Thursday, December 06, 2012

Bringing up the rear...

Kamal Hassan and I being adult males - let me be courageous here and let you in on a secret - show a healthy interest in: the female bums. Here you are thinking: "You bloody pervert!" I told you, a normal heterosexual male's fascination. Tamil movies have this uncanny knack of projecting the heroine's rear assets full screen. Any average cineaste worth their salt knows this. In one particular movie where he plays dual roles, one of the normal person and the other a midget, takes the cake, for in one particular song the heroine plants her butt right into the midget's face. Ah the pleasures of being a midget where most beautiful things are at eye level!



I was ashamed to know that we were the only two males in the whole of this holier-than -thou world who were obsessed with derrieres. (I swear I am not making it up when I say that the word derriere comes from two English words: 'the rear') But fervent research from my side showed that women were as obsessed with it, though not in the same way as males.



Why do women feel the way they do about their bottoms? Well scientific research has mapped the perception of body image to a particular gene on the human body. So different peeps perceive their body image in different ways. Some perceive it as thin...some perceive it as big...but no woman who truly secretes estrogen would ever perceive her rear to be of the right size. It is always BIG. I doubt if J Lo is ever satisfied with her most glorious asset. I am sure scientists will in the near future, map a separate gene known as the 'bum perception gene' in women and I do sincerely hope they will also find out ways to rectify the anomaly.

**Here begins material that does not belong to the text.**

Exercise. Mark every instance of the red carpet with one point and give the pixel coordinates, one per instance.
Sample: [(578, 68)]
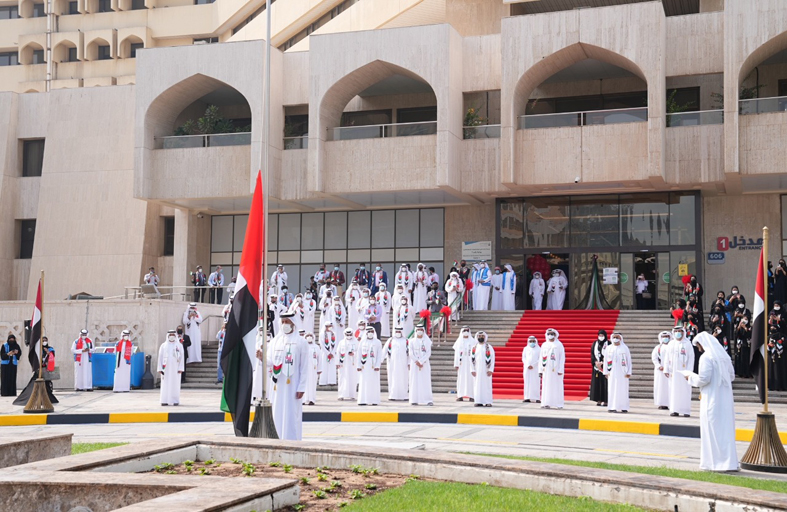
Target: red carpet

So this leads to a very big problem. Buying clothes. The first instant they pick up a new dress, all they are worried about is how their butts would look it in. Would it accentuate it or downplay it? Why is that we males are comfortable with any clothes? Reason: We simply don’t care about how we look with clothes or without. We always look like studs right from age 13 till we step into the grave.

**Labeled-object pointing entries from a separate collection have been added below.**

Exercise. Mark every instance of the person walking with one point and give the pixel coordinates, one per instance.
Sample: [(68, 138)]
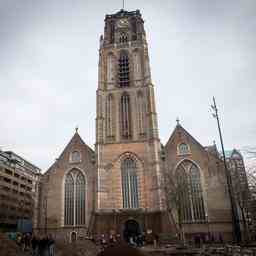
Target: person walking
[(51, 245), (34, 245)]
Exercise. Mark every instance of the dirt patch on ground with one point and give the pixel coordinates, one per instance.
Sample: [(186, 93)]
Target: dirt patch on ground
[(8, 247), (79, 248)]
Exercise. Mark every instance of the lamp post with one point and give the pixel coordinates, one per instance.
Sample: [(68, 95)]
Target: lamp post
[(234, 212)]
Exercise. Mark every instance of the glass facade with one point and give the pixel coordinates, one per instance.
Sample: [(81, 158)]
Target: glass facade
[(129, 184)]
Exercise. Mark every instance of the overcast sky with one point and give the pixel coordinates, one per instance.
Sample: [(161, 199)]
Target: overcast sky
[(49, 58)]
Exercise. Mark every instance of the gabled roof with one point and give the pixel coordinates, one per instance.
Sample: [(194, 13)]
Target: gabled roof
[(231, 153), (76, 138), (180, 128)]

But the women folk are not so fortunate. They have to live with mirrors the size of the walls of the Taj Mahal and that tells them the 'truth' every morning when they ask: “Mirror mirror on the wall...who has the biggest butt of them all.” And the mirror always obliges them by being crystal clear: “You my dear are a fat arse!” And immediately upon listening to this they vent their frustration on whom else but their spouses as if it were he who uttered this eternal truth. I can suggest a small remedy here: Women should stop checking out themselves in the mirror. Till the women grasp this piece of wisdom I'll always be ‘bum’fuzzled.